Cursava Letras, não era grande coisa em uma cidade como Huntington Beach. Desejava ser professora mesmo que os tempos para essa profissão não fosse dos melhores. Adorava crianças, adorava ensinar.
Sentiu um leve toque em seu ombro por cima das roupas pesadas e não hesitou em olhar para trás e encontrar Cristina que logo lhe abraçou os ombros e deu a volta para sentar-se ao lado dela.
Amy inclinou sua cabeça para o lado, sorrindo fofo. A amiga levou a mão sobre a coxa, ficando de lado para observar Amy de forma empolgada.
- Antes de qualquer coisa, quero que diga que sim – Disse Cris. Amy apoiou seu copo de café quente sobre a coxa, segurando-o. Entreabriu seus lábios para falar, sendo impedida pela amiga que continuou – É sério, eu preciso de você.
- Talvez... – Murmurou a mulher, tirando um suspiro desapontado de sua amiga. De fato adorava Cris, mas a mulher era péssima para escolher lugares para ir ao final de semana. Haviam se conhecido da faculdade, a mulher italiana dividira o quarto da república com Amy quando se mudou. – Você sabe, eu tenho que estudar...

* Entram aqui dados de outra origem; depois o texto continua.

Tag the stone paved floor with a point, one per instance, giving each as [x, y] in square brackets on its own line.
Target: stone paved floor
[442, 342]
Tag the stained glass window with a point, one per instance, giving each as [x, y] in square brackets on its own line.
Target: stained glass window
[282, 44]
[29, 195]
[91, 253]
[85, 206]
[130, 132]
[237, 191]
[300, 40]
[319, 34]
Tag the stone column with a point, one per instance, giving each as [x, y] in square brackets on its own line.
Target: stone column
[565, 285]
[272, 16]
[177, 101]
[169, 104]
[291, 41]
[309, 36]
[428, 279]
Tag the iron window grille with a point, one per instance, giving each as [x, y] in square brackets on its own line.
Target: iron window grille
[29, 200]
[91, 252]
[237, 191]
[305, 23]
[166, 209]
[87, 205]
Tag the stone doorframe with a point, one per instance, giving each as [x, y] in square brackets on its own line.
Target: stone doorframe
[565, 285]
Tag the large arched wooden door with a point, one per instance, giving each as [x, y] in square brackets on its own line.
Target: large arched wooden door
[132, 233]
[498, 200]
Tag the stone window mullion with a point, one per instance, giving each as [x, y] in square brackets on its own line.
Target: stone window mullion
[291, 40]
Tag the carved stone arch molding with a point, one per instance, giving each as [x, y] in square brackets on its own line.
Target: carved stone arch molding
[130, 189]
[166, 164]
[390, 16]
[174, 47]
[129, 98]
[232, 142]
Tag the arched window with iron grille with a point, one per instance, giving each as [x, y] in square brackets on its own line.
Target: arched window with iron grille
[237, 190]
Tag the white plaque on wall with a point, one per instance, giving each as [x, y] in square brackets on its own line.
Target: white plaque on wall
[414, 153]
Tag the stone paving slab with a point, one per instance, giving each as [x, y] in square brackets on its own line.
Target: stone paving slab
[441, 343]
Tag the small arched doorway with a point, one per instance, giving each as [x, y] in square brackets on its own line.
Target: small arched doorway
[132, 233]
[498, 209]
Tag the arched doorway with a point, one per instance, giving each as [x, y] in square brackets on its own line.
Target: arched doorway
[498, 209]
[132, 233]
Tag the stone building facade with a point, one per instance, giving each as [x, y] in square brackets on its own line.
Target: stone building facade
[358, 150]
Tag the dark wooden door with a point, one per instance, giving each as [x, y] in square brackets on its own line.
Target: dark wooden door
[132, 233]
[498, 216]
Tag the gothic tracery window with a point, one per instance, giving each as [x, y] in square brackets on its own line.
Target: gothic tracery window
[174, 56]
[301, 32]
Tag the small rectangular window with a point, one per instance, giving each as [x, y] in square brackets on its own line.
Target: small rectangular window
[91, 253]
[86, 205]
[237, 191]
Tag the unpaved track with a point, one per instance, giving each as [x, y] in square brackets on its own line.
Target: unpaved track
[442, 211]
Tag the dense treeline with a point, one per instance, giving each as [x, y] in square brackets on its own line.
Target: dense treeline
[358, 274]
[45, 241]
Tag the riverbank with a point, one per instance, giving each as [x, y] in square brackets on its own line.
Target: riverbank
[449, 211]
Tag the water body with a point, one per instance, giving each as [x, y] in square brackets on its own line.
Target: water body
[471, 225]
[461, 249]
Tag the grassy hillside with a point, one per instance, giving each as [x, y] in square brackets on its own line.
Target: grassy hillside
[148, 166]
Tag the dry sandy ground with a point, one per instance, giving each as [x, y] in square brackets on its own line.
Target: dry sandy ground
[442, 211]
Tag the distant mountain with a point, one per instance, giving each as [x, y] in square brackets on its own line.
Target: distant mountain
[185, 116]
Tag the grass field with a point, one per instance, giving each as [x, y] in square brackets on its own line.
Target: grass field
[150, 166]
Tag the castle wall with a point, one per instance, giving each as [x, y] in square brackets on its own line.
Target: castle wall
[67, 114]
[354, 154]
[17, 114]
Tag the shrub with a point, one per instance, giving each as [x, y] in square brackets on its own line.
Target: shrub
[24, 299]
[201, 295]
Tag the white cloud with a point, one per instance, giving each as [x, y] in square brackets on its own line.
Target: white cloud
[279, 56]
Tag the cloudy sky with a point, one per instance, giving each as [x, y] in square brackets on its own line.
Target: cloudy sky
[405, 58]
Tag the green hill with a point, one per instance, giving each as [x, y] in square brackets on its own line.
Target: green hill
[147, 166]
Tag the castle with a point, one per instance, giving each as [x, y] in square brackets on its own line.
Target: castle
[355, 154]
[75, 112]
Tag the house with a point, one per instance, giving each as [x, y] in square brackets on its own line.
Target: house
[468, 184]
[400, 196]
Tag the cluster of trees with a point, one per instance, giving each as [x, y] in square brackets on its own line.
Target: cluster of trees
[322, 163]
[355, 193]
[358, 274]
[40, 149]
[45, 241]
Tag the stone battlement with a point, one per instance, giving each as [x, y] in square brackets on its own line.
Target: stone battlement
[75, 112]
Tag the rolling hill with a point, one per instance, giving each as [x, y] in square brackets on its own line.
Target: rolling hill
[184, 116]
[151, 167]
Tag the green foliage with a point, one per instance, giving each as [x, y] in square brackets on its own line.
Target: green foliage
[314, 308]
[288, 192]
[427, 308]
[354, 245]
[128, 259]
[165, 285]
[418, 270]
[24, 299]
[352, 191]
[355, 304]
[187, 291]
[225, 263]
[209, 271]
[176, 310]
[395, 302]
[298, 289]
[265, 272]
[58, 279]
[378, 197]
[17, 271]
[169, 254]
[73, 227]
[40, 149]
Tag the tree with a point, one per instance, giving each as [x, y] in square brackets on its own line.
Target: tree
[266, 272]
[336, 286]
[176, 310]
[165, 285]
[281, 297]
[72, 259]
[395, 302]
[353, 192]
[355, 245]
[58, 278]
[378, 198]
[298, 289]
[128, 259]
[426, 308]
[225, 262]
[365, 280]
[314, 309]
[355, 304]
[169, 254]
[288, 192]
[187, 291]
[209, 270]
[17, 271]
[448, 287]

- Não, você não tem – Cristina cruzou seus braços, fingindo irritação. Amy não pôde deixar de sorrir divertida. – Amy, eu realmente preciso de você! Sabe, é o John... Ele me chamou para jantar na casa dele, com alguns amigos mas eu não conheço nenhum. Não quero ficar sozinha – Amy riu levemente ao perceber o quão boba Cris soou ao falar do ficante, sabia de todos os detalhes do relacionamento, pois sua amiga nunca deixara de contar. – Vamos?
- Eu vou pensar, posso?
- Não!
- Porque?
- Eu preciso de você! Eu vou estar sozinha e com certeza John vai dar atenção aos amigos. Amy, por favor! – A amiga havia fechado a expressão de forma triste, algo que Amy de fato não conseguia resistir. Maneou a cabeça, confirmando que iria com a morena que sorriu largo e voltou a falar. – Você também pode arrumar um namorado, não é? Quem sabe...
Amy não pode deixar de corar. Não era uma pessoa que gostava muito de sair e conhecer pessoas, em toda a sua vida teve apenas dois namorados. Ben e Shaun, cujo o ultimo não havia sido uma boa experiência. Shaun pareceu perfeito nos primeiros meses de relacionamento, logo depois se tornou abusivo por causa da bebida e das drogas.
Mas sentia-se bem sozinha agora, era como sua mãe e suas primas lhe falavam, nunca encontraria alguém porque era estranha demais. Não gostava de sair e não pensava em casamento, príncipes encantados não existiam. Seu gosto musical, segundo sua mãe, era horrível e muito barulhento.
Então convenceu-se que ficar sozinha seria o melhor para si. Não haveria alguém que lhe faria mudar de idéia.
- Okay... Quando é? – Seu tom de voz pareceu mais baixo que o normal, fitara o copo que descansava sobre sua perna, deslizando seus dedos cobertos pela luva sobre o mesmo. – Eu vou com você.
- É na sexta. Nós podemos ir ao shopping comprar um vestido decente – Cris soou mais empolgada do que deveria. Amy suspirou, levantando seus olhos para a amiga que lhe sorriu em reação.
- Eu trabalho, não vai dar tempo de irmos ao shopping – De fato trabalhava em uma livraria não muito longe dali. Nas quartas e sextas apenas meio período, tempo que usava para estudar. – Mas você deveria ir, eu tenho roupas.
Levantou seus olhos, ignorando o que sua amiga falava. O grande relógio na parede do prédio de Letras indicou que estava em cima do seu horário, lhe fazendo levantar-se, deixar o copo parcialmente vazio na mão de sua amiga, beijou – lhe a pontinha do nariz e segurar em mãos seu material – Eu preciso ir agora, a gente pode terminar de combinar mais tarde!
Acenou de longe, apertando seu passo em direção ao grande prédio. Não se surpreenderia com sexta, pois o máximo que a noite poderia lhe trazer seria uma conversa entediante com uma pessoa qualquer.